A Sunburned Country
Last week both Melbourne and Sydney had a deluge of rain that cleared the major city’s skies of bushfire haze. No longer will the bushfires be right there in everybody’s face. What happens now will be a test of Australian’s ability to remember and translate smouldering anger into political action.
At last count the fires have claimed 25.5 million acres, at least 28 human lives, a billion animals and 2000 homes. And still they burn.
Australian’s have felt the centre of the world’s attention which has revealed our national leaders as inept, lazy, callous - a sad joke that landed flat garnering nothing but cynical smirks from those in the know.
There is plenty here to make a cynic’s case, although none of it new. Last year before the federal election, I had on the radio show journalist Michael West who had just released the documentary Dirty Power. Shot with Greenpeace’s Investigative Journalism unit - it revealed federal politics as a revolving door to the three pillars that block any real action on climate change: the Murdoch media, Fossil Fuel Industry Groups and Coal Lobby Groups.
It’s less that the LNP is influenced by coal interests than the LNP represents coal interests. The same people move back and forth in a seamless, unquestioned exchange between coal and politics, politics and coal.
This corruption is not isolated to the LNP either - in a frank response to a question I posed to West he answered that Labor was little better:
“Let’s say that Labor wins the next election. Well now you’ll have a flood of lobbyists to Canberra because their mates are in power…”
International attention has forced us to evaluate ourselves through another’s eyes. As a result, West’s third pillar - the Murdoch media - has been shown up as an absurdist theatre of ideologically driven fabrication and disinformation. Murdoch’s papers and Sky News have been forced to bend over backwards to deny the fires are related to climate change and to allege that they are unexceptional in size then when this was no longer possible, to explain they were the result of the Greens’ preventing back-burning and finally decry them as the fault of rogue arsonists.
This last point in particular recalls Soviet state run media during high Stalinism. The famous paper Pravda was hysterical over imagined saboteurs and wreckers undermining the great Soviet industry. It became clear why the USSR prevented foreign press from being published inside its borders - their media by comparison would be revealed to be blatant lies. Similarly, in Australia 2020 sober foreign coverage of the fires betray Murdoch’s media empire as a pedlar of fallacy, ready to close ranks around the government to the bitter end.

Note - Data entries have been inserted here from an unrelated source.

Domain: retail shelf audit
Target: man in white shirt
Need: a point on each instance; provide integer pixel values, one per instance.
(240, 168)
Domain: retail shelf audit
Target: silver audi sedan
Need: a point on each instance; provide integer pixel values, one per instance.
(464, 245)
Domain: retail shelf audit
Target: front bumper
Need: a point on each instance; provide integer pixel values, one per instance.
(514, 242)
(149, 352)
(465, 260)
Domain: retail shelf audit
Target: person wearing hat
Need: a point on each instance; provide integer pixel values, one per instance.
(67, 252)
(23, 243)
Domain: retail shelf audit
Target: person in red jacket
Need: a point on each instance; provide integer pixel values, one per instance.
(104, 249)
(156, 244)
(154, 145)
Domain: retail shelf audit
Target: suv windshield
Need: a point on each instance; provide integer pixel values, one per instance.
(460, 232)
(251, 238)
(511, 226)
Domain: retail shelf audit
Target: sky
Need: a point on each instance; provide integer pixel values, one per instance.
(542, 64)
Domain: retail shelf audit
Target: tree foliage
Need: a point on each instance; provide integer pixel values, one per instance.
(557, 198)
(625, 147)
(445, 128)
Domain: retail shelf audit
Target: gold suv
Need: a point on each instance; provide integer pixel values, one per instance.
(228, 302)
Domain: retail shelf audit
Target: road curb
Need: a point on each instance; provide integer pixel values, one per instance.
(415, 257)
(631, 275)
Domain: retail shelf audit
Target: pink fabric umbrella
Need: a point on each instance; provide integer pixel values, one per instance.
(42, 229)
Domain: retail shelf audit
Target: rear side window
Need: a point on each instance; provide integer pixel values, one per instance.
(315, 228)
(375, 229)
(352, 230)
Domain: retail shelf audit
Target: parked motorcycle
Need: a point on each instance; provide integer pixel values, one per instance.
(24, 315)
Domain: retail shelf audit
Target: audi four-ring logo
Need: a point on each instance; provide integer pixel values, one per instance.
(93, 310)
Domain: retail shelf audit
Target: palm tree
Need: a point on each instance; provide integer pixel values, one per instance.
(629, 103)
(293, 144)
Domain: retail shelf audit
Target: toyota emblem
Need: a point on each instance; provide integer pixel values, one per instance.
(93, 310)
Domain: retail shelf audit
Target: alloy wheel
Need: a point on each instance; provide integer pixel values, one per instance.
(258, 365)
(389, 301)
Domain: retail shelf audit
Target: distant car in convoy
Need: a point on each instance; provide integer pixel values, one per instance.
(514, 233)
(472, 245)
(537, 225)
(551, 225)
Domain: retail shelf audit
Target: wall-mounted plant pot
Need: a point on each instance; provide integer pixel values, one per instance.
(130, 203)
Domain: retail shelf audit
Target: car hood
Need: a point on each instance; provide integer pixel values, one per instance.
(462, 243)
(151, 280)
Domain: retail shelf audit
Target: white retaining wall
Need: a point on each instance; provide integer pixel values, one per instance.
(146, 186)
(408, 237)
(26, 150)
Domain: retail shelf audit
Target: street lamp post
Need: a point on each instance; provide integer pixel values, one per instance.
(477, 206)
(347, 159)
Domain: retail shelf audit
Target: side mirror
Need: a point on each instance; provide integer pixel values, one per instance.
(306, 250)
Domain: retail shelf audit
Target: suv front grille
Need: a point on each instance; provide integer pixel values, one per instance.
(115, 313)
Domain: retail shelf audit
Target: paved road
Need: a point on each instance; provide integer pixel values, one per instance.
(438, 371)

So where does that leave the LNP? In many ways the bushfires are a piece of mistimed cosmic justice delivered to them on an immense scale. That the animals, humans and homes all incinerated has rendered Morrison’s miracle victory hollow. So too the LNP defeat of the climate in Australia’s climate election on a platform of franking credits and tax scares. Morrison is not smiling anymore. Nor will we see the same smirk after snubbing Pacific leaders in Tuvalu, nor the utter cynicism with which the LNP have dealt with climate change and the endless litany of political and economic boosts given to coal, fracking and natural gas sectors. All have culminated in a calamity delivered right into the lap of the LNP.
Politics is a game that forgets the losers but remembers their mistakes. It’s deeply satisfying for those who felt despair at the last election to watch the fat bespectacled godboy sweat under the lights and proceed, watched by all, mocked by most, along a tightrope jerked rightward by his own party to the brittle sound long knives sharpening against a spinning and bloodstained circular stone. Comeuppance made public is comeuppance doubled.
All this schadenfreude does nothing to solve the crisis at hand which is daily spinning further and further out of control. If your house in the country survived this fire - what about next summer or the summer after? The baying for blood drowns out the salient fact that Australians voted for Morrison in the climate election. As a nation we were given a choice - posed in the frenzy of a federal election but posed nonetheless - either act on climate or take the economic hack that is franking credits. Australia made its choice. Whether the fires create action on climate or we simply sink deeper into the morass of denial and diversion is less a comment on our democratic system and more a question for who we have become as a nation. If there is such a thing as a national soul then we better start searching for it and quickly.